Álvaro Vega

Personal information
- Full name: Álvaro Vega Suárez
- Date of birth: 15 March 1991 (age 35)
- Place of birth: Huelva, Spain
- Height: 1.82 m (6 ft 0 in)
- Position: Centre-back

Youth career
- 2003–2006: Recreativo
- 2006–2010: Espanyol

Senior career*
- Years: Team / Apps / (Gls)
- 2009: Espanyol B / 2 / (0)
- 2010–2011: Recreativo B / 29 / (1)
- 2011–2014: Recreativo / 10 / (0)
- 2012–2013: → San Roque (loan) / 18 / (1)
- 2014: Granada B / 12 / (0)
- 2014–2015: Badalona / 33 / (2)
- 2015–2017: Linares / 61 / (1)
- 2017–2018: Badalona / 36 / (3)
- 2018–2019: Atlético Baleares / 30 / (1)
- 2019–2020: Linense / 17 / (0)
- 2020: Cornellà / 3 / (0)
- 2020–2022: Rayo Majadahonda / 42 / (1)
- 2022–2024: Alcoyano / 59 / (1)
- 2024–2025: Sanluqueño / 5 / (0)
- Total:  / 357 / (11)

= Álvaro Vega =

Spanish footballer (born 1991)

Álvaro Vega Suárez (born 15 March 1991) is a Spanish former professional footballer who played as a central defender.

==Club career==
Born in Huelva, Andalusia, Vega graduated from RCD Espanyol's youth setup, and made his senior debut for the reserves in the 2009–10 season, in the Segunda División B. In January 2010 he joined another reserve team, Atlético Onubense of Tercera División.
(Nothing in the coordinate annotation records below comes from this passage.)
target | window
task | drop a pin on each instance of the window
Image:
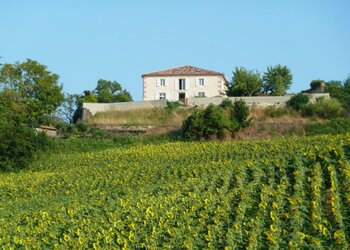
(162, 96)
(182, 84)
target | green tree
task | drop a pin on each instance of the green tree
(18, 142)
(68, 107)
(299, 101)
(244, 83)
(277, 80)
(111, 91)
(37, 88)
(340, 90)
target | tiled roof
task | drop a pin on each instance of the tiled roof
(182, 71)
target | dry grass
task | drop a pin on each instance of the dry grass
(158, 117)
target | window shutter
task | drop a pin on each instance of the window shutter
(187, 84)
(176, 84)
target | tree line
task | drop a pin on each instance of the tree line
(275, 81)
(30, 96)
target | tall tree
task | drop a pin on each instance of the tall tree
(67, 109)
(244, 83)
(36, 87)
(277, 80)
(340, 90)
(111, 91)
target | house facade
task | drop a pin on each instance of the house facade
(182, 82)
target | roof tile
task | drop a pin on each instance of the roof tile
(183, 70)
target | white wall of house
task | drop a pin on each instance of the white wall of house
(170, 87)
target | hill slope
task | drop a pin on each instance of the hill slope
(287, 192)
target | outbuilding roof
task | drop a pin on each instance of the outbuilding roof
(183, 71)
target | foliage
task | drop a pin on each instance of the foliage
(111, 91)
(316, 84)
(244, 83)
(324, 108)
(341, 91)
(277, 111)
(216, 120)
(277, 80)
(226, 104)
(298, 101)
(333, 127)
(193, 127)
(171, 106)
(68, 108)
(286, 193)
(37, 88)
(241, 113)
(17, 141)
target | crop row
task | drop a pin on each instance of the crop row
(286, 193)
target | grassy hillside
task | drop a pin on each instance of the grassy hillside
(291, 192)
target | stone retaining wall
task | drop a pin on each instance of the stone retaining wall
(90, 109)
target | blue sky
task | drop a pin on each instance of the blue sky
(86, 40)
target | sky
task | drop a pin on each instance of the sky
(119, 40)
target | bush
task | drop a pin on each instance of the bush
(241, 113)
(226, 104)
(276, 111)
(215, 120)
(298, 101)
(18, 144)
(324, 108)
(171, 106)
(193, 127)
(338, 126)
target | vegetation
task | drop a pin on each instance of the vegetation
(333, 127)
(324, 108)
(341, 91)
(286, 193)
(216, 120)
(35, 87)
(105, 92)
(277, 80)
(298, 101)
(140, 117)
(29, 94)
(244, 83)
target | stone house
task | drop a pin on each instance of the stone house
(178, 83)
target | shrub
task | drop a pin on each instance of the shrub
(17, 141)
(337, 126)
(276, 111)
(215, 120)
(193, 126)
(241, 113)
(170, 106)
(298, 101)
(18, 144)
(324, 108)
(226, 104)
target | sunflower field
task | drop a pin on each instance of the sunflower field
(285, 193)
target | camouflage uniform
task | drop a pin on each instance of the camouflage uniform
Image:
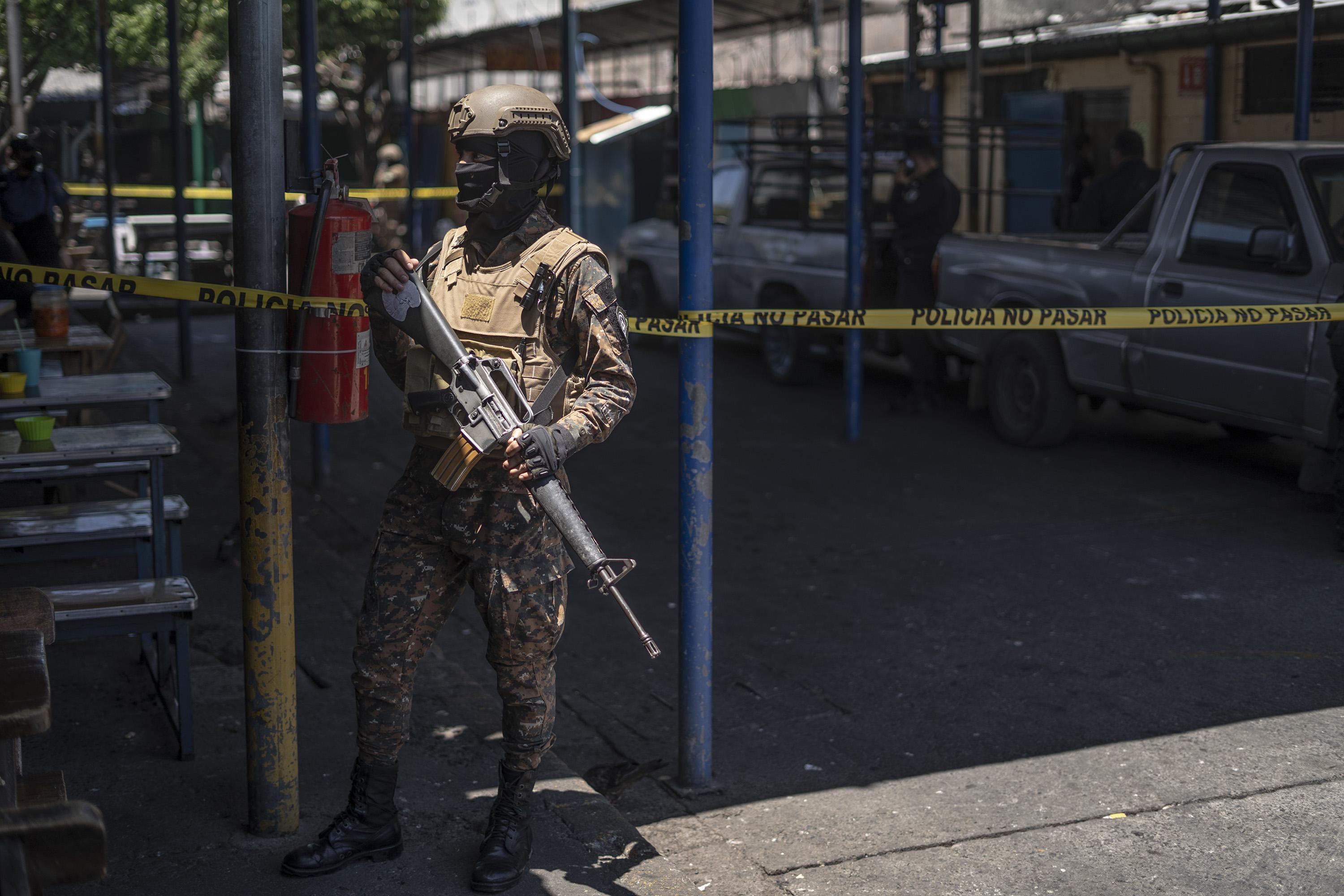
(490, 534)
Vega made his debut with the first team of the latter on 27 August 2011, starting in a 1–0 away loss against Deportivo de La Coruña in the Segunda División. He appeared in four matches during the season and renewed his contract on 13 August 2012, being immediately loaned to third-tier CD San Roque de Lepe.
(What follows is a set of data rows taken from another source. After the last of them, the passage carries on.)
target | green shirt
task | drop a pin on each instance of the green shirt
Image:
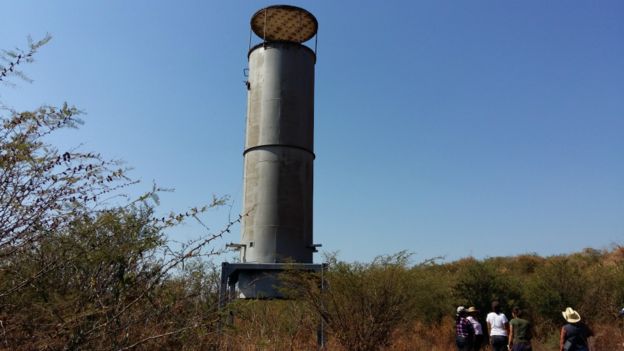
(521, 330)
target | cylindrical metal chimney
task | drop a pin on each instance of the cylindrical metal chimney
(279, 147)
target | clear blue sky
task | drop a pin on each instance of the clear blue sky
(445, 128)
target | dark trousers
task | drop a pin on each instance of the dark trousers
(463, 343)
(499, 343)
(478, 342)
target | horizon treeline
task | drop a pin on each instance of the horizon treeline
(84, 267)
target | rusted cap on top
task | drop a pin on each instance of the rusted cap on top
(284, 23)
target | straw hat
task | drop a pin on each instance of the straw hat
(570, 315)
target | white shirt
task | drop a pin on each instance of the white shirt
(476, 325)
(497, 323)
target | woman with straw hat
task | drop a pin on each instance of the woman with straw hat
(575, 333)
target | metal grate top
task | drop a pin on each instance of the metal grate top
(284, 22)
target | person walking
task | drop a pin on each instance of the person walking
(519, 332)
(464, 332)
(574, 334)
(473, 318)
(498, 327)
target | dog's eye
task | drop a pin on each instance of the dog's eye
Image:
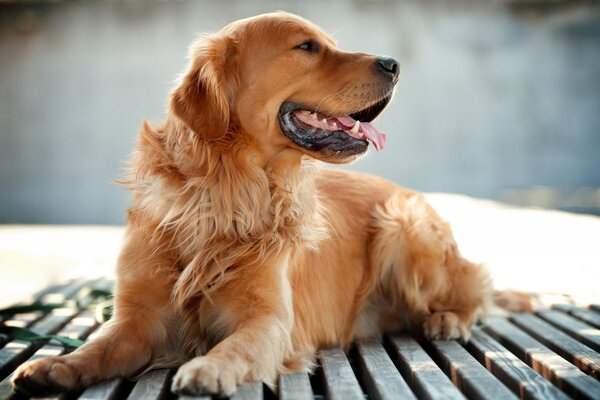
(310, 45)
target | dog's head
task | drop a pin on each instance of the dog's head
(282, 81)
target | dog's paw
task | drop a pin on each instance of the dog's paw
(203, 375)
(446, 325)
(45, 376)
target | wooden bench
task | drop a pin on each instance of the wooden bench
(552, 354)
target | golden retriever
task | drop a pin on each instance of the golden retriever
(241, 256)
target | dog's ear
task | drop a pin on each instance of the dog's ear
(203, 97)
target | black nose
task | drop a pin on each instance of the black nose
(389, 66)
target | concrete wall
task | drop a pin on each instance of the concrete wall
(488, 100)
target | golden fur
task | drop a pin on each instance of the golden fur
(242, 257)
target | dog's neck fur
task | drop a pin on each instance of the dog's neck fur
(217, 207)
Vega returned to Recre in January 2013, being definitely promoted to the main squad. After appearing sparingly, he moved to Granada CF on 17 January of the following year, being assigned to the B side.
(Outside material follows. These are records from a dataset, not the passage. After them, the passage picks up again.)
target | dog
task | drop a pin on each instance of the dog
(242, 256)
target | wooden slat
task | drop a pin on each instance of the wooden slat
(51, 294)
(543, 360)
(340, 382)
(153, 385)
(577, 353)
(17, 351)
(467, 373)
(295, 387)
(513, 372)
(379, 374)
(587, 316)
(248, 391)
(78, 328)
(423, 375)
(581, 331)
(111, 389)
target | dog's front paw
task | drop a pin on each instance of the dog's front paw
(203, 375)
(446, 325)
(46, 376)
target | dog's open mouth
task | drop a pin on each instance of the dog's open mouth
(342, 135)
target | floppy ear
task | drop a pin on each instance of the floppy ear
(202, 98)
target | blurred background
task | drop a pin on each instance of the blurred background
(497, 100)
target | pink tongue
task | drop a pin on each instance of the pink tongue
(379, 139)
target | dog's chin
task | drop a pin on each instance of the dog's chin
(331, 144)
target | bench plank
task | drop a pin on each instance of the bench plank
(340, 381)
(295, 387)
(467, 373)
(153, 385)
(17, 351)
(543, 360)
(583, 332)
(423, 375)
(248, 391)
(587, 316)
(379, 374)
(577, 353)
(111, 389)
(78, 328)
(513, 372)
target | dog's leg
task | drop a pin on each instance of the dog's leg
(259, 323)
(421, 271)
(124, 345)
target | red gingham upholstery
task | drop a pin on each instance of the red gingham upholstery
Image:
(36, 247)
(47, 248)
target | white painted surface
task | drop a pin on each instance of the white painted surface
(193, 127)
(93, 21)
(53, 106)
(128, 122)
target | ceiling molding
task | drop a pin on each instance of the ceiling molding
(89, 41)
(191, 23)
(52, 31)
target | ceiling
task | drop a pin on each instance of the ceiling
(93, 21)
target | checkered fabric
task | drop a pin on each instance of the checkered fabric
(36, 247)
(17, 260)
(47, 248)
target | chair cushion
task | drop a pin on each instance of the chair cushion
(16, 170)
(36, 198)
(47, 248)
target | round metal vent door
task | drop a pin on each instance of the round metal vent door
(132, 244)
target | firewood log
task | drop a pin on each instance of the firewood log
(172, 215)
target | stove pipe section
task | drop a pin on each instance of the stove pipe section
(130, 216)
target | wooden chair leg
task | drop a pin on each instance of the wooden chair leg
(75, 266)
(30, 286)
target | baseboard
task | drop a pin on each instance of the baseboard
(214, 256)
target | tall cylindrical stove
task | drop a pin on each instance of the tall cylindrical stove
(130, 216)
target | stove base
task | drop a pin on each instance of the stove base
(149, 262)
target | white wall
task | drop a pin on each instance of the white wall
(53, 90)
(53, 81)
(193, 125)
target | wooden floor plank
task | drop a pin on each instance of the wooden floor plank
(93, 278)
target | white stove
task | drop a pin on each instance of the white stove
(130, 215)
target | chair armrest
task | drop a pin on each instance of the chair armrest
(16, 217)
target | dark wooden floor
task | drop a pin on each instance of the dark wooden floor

In June 2014, Vega was deemed surplus to requirements by Granada. He cut ties with the club on 28 August, and signed for CF Badalona hours later.

Vega remained in the third division until his retirement aged 34, representing Linares Deportivo, Badalona, CD Atlético Baleares, Real Balompédica Linense, UE Cornellà, CF Rayo Majadahonda, CD Alcoyano and Atlético Sanluqueño CF.